Las fuerzas hutíes han avanzado significativamente a lo largo de la costa occidental yemení del Mar Rojo en las últimas 48 horas, con imágenes satelitales e informes de campo que indican un empuje hacia el puerto clave de Mocha y el estratégico estrecho de Bab el-Mandeb.
El estrecho de Bab el-Mandeb conecta el Mar Rojo con el Golfo de Adén y es uno de los puntos de paso marítimo más importantes del mundo. Aproximadamente el 10% del comercio mundial de petróleo pasa por esta vía acuática diariamente. Cualquier control o amenaza hutí al estrecho elevaría dramáticamente el costo de los suministros energéticos a Europa y Asia.
Funcionarios de inteligencia occidentales han declarado que el avance está siendo coordinado con asesores del Cuerpo de la Guardia Revolucionaria Islámica de Irán integrados en las unidades hutíes. Teherán ha negado consistentemente la participación militar directa, pero ha proporcionado apoyo financiero y material al movimiento.
Los futuros del crudo Brent subieron un 4,2% ante la noticia, con los operadores incorporando una prima de riesgo ante posibles interrupciones del suministro.
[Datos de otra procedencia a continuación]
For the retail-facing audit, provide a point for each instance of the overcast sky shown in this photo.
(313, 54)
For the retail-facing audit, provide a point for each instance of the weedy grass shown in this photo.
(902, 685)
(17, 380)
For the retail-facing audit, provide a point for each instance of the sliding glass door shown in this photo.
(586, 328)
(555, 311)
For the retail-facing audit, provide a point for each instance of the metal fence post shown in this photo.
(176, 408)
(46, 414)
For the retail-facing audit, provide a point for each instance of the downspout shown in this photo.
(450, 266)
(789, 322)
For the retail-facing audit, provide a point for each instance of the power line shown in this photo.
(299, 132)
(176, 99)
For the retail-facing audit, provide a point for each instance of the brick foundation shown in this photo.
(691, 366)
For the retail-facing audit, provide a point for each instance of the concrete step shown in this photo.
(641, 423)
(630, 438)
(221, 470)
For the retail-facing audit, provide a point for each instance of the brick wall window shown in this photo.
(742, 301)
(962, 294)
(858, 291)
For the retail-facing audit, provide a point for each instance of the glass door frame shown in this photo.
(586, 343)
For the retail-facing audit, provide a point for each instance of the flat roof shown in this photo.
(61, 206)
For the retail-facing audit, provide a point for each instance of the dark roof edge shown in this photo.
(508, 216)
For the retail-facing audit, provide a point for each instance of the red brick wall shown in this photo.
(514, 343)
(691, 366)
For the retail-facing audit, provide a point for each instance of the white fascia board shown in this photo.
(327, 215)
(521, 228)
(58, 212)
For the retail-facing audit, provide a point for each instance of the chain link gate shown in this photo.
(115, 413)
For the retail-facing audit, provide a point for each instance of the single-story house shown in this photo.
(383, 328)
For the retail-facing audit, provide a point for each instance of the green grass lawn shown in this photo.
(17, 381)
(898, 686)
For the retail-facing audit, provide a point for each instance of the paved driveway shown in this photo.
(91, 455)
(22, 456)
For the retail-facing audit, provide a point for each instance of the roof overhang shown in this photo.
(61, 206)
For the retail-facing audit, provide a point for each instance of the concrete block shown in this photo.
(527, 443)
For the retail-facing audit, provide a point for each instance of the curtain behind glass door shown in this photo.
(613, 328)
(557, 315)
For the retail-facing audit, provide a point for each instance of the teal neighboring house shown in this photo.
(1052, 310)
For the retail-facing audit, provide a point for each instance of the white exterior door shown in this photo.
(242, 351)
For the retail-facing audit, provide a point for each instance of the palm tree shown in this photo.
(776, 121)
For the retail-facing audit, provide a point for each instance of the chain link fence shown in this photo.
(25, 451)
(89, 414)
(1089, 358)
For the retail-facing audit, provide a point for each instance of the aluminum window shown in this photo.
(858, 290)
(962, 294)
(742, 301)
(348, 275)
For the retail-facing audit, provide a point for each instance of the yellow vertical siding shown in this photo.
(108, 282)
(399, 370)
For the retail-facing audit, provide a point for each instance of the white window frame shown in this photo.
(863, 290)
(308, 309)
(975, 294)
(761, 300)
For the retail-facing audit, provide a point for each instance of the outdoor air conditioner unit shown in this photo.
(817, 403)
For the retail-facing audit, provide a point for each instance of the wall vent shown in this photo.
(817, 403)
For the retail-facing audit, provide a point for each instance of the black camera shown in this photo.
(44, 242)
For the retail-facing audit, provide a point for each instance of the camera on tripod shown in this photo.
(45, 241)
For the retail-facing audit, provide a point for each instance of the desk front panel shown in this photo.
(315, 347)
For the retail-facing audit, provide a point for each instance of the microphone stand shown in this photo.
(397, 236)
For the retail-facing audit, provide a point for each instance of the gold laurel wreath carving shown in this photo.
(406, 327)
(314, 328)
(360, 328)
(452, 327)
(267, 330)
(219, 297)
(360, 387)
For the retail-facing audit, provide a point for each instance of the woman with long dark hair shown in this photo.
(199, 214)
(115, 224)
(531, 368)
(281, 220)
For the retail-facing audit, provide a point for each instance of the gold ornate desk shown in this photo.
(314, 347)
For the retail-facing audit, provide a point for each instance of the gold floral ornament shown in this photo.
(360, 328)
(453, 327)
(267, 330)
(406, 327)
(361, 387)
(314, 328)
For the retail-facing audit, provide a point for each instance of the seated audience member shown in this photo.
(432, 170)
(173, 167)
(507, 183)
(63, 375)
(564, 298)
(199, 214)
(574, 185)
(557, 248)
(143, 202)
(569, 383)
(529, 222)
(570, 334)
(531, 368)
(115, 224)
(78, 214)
Los analistas advirtieron que el control total hutí de Bab el-Mandeb podría añadir entre 12 y 18 dólares por barril a los precios mundiales.
Los hutíes no simplemente acosan el tráfico marítimo: se están posicionando metódicamente para controlar una vía acuática que es la yugular del comercio energético mundial.
Las fuerzas navales internacionales de la Operación Prosperidad Guardian liderada por EE.UU. han intensificado la actividad de patrulla en la zona, pero los funcionarios militares reconocen el desafío de proteger el estrecho contra amenazas terrestres.